To determine the additional effects of transcutaneous electrical nerve stimulation (TENS) for knee osteoarthritis (OA) when combined with a group education and exercise program (knee group).
METHODS:
The study was a randomized, sham-controlled clinical trial. Patients referred for physiotherapy with suspected knee OA (confirmed using the American College of Rheumatology clinical criteria) were invited. Exclusion criteria included comorbidities preventing exercise, previous TENS experience, and TENS contraindications. Prospective sample size calculations required 67 participants in each trial arm. A total of 224 participants (mean age 61 years, 37% men) were randomized to 3 arms: TENS and knee group (n = 73), sham TENS and knee group (n = 74), and knee group (n = 77).

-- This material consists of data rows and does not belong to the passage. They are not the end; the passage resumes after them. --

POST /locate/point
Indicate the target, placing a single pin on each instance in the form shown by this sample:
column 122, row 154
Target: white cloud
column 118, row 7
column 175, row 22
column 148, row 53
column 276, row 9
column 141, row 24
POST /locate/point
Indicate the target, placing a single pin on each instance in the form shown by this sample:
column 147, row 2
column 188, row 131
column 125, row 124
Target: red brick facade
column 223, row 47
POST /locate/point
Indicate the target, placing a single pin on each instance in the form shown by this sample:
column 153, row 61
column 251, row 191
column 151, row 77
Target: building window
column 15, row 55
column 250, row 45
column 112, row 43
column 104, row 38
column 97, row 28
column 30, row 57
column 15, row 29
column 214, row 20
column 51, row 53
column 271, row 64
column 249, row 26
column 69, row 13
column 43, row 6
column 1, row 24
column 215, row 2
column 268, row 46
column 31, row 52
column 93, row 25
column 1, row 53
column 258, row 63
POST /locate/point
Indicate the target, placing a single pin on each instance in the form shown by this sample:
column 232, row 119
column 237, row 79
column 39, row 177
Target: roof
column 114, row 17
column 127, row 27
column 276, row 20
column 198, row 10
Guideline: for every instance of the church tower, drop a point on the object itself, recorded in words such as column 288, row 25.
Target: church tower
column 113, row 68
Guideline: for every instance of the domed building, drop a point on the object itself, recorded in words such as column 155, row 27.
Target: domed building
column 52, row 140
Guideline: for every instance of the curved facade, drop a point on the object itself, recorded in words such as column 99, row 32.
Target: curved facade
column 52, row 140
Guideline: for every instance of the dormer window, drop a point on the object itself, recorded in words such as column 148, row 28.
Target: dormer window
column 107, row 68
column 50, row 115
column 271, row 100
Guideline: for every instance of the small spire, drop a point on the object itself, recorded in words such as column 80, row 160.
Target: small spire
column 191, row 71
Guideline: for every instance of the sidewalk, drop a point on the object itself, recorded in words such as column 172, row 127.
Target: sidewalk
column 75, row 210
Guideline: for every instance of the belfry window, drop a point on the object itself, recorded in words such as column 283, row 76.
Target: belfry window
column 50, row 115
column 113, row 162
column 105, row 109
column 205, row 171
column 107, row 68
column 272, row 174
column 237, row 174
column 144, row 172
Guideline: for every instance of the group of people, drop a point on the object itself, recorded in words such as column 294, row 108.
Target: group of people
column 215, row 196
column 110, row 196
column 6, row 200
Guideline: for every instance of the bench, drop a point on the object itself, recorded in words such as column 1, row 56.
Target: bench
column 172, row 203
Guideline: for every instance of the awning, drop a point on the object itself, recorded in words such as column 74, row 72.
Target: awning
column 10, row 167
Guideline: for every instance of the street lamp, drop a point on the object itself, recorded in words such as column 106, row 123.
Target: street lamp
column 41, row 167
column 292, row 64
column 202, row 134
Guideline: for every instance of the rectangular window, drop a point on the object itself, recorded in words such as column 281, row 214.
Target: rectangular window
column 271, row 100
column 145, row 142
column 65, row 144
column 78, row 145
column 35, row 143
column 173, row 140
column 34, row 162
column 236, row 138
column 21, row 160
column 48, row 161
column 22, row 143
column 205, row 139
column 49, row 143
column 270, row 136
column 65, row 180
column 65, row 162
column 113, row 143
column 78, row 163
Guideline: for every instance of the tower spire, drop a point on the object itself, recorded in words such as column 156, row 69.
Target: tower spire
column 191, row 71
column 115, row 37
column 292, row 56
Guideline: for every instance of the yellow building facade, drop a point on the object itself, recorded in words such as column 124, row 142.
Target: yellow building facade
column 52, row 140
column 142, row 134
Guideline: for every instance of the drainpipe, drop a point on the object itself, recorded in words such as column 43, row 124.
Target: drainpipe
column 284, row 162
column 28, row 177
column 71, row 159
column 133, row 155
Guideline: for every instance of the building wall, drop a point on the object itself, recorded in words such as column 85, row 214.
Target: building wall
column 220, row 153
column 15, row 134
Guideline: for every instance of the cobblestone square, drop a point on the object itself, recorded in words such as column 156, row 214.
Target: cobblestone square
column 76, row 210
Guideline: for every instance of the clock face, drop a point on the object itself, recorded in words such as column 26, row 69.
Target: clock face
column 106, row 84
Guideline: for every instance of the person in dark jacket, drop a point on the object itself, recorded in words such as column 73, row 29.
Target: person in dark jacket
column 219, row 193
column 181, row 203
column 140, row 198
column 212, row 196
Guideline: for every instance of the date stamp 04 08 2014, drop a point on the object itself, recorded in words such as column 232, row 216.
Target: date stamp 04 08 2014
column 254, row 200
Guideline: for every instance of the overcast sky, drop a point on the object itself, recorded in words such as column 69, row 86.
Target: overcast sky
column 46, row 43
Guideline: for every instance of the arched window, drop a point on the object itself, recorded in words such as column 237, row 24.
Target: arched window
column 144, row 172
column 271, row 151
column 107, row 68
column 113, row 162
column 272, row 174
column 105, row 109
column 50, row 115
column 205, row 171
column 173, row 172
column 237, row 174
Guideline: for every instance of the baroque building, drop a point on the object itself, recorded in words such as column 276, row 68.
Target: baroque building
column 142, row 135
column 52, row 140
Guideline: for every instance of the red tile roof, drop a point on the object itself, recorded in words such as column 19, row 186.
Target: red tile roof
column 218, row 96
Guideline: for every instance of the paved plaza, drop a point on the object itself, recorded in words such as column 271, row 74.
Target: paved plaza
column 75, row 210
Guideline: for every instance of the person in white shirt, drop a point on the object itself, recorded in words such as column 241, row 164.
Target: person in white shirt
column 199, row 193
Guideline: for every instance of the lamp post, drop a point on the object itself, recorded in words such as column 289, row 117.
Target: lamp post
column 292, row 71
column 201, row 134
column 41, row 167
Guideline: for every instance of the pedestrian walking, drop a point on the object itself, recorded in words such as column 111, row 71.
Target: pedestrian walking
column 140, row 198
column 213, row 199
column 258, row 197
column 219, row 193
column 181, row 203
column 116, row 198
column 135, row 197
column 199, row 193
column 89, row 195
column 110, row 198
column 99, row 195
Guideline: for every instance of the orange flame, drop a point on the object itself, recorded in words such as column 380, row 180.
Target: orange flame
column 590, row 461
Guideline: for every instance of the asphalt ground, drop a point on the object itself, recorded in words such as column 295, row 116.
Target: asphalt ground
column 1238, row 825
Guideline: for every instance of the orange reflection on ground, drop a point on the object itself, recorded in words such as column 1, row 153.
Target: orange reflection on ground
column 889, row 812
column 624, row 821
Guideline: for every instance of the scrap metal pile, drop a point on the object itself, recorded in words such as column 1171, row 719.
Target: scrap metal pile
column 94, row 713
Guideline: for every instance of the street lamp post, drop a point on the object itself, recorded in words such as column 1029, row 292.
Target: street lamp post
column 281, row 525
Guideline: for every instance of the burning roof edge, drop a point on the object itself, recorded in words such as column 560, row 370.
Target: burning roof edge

All patients entered an evidence-based 6-week group education and exercise program (knee group). Active TENS produced a "strong but comfortable" paraesthesia within the painful area and was used as much as needed during the 6-week period. Sham TENS used dummy devices with no electrical output. Blinded assessment took place at baseline and 3, 6, 12, and 24 weeks. The primary outcome was the Western Ontario and McMaster Universities Osteoarthritis Index (WOMAC) function subscale at 6 weeks. Secondary outcomes included WOMAC pain, stiffness, and total scores; extensor muscle torque; global assessment of change; exercise adherence; and exercise self-efficacy. Data analysis was by intent to treat.
RESULTS:
All outcomes improved over time (P < 0.05), but there were no differences between trial arms (P > 0.05). All improvements were maintained at 24-week followup.
CONCLUSION:
There were no additional benefits of TENS, failing to support its use as a treatment adjunct within this context.